Error correcting output codes (ECOC) are commonly used in information theory for correcting bit reversals caused by noisy communication channels, or in machine learning for converting binary classifiers, such as support vector machines, to multi-class classifiers by decomposing a multi-class problem into several two-class problems (Allwein 2000). Dietterich and Bakiri introduced ECOC to be used within the ensemble setting (Dietterich 1995). The idea is to use a different class encoding for each member of the ensemble. The encodings constitute a binary C by T code matrix, where C and T are the number of classes and ensemble size, respectively, combined by the minimum Hamming distance rule.

Figure 8 shows a particular code matrix for a 5-class problem that uses 15 encodings. This encoding, suggested in (Dietterich 1995), is a (pseudo) exhaustive coding because it includes all possible non-trivial and non-repeating codes. In this formulation, the individual classifiers are trained on several meta two-class problems: for example, $$C_3$$ recognizes two meta-classes: original classes $$\omega_1$$ and $$\omega_4$$ constitute one class, and the others constitute the second class. During testing, each classifier outputs a “0” or “1” creating a $$2^{C-1}-1$$ long output code vector. This vector is compared to each code word in the code matrix, and the class whose code word has the shortest Hamming distance to the output vector is chosen as the ensemble decision.

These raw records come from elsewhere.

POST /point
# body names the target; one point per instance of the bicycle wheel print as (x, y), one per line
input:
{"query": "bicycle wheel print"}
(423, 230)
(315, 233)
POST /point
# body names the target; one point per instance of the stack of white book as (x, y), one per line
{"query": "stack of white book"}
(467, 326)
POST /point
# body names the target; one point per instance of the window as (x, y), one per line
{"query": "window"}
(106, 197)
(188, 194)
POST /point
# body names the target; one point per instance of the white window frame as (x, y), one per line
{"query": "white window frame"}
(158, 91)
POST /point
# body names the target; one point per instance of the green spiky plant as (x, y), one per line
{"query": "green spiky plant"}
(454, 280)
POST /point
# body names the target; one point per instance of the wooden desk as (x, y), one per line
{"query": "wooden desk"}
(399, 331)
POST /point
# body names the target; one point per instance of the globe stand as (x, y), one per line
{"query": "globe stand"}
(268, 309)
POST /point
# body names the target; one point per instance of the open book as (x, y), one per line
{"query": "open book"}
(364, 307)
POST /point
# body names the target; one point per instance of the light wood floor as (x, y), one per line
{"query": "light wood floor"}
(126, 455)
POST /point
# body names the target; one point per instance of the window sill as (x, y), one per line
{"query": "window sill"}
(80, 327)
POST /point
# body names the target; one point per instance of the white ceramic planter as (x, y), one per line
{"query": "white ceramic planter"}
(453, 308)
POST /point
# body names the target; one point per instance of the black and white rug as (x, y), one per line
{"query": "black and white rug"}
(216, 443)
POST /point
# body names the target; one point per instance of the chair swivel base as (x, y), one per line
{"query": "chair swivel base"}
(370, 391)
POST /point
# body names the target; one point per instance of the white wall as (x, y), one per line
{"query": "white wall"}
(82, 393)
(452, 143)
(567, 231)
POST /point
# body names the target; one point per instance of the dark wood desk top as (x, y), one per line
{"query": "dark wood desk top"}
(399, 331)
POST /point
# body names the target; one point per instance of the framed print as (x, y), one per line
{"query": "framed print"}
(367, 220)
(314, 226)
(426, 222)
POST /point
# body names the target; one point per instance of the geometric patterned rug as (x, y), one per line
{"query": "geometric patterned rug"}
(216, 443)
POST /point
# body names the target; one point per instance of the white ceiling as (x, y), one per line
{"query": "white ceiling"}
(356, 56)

More specifically, the support for class $$\omega_j$$ is given as $$\mu_j \left( \mathbf{x} \right) = -\sum_{t=1}^{T} | o_t - M_{j, t} |$$ where $$o_t \in \{ 0,1\}$$ is the output of the tth binary classifier, and M is the code matrix. The negative sign converts the distance metric into a support value, whose largest value can be zero in case of a perfect match. For example, the output [0 1 1 1 0 1 0 1 0 1 0 1 0 1 0] is closest to $$\omega_5$$ code word with a Hamming distance of 1 (support of -1), and hence $$\omega_5$$ would be chosen for this output. Note that this output does not match any of the code words exactly, and this is where the error correcting ability of the ECOC lies. In fact, the larger the minimum Hamming distance between code words, the more resistant the ECOC ensemble becomes to misclassifications of individual classifiers.

### Feature selection

As mentioned earlier in this article, one way to improve diversity in the ensemble is to train individual classifiers different subsets of the available features. Selecting the feature subsets at random is known as the random subspace method, a term coined by (Ho 1998), who used it on constructing decision tree ensembles. Subset selection need not be random, however: Oza and Tumer propose input decimation, where the features are selected based on their correlation with the class labels (Oza 2001).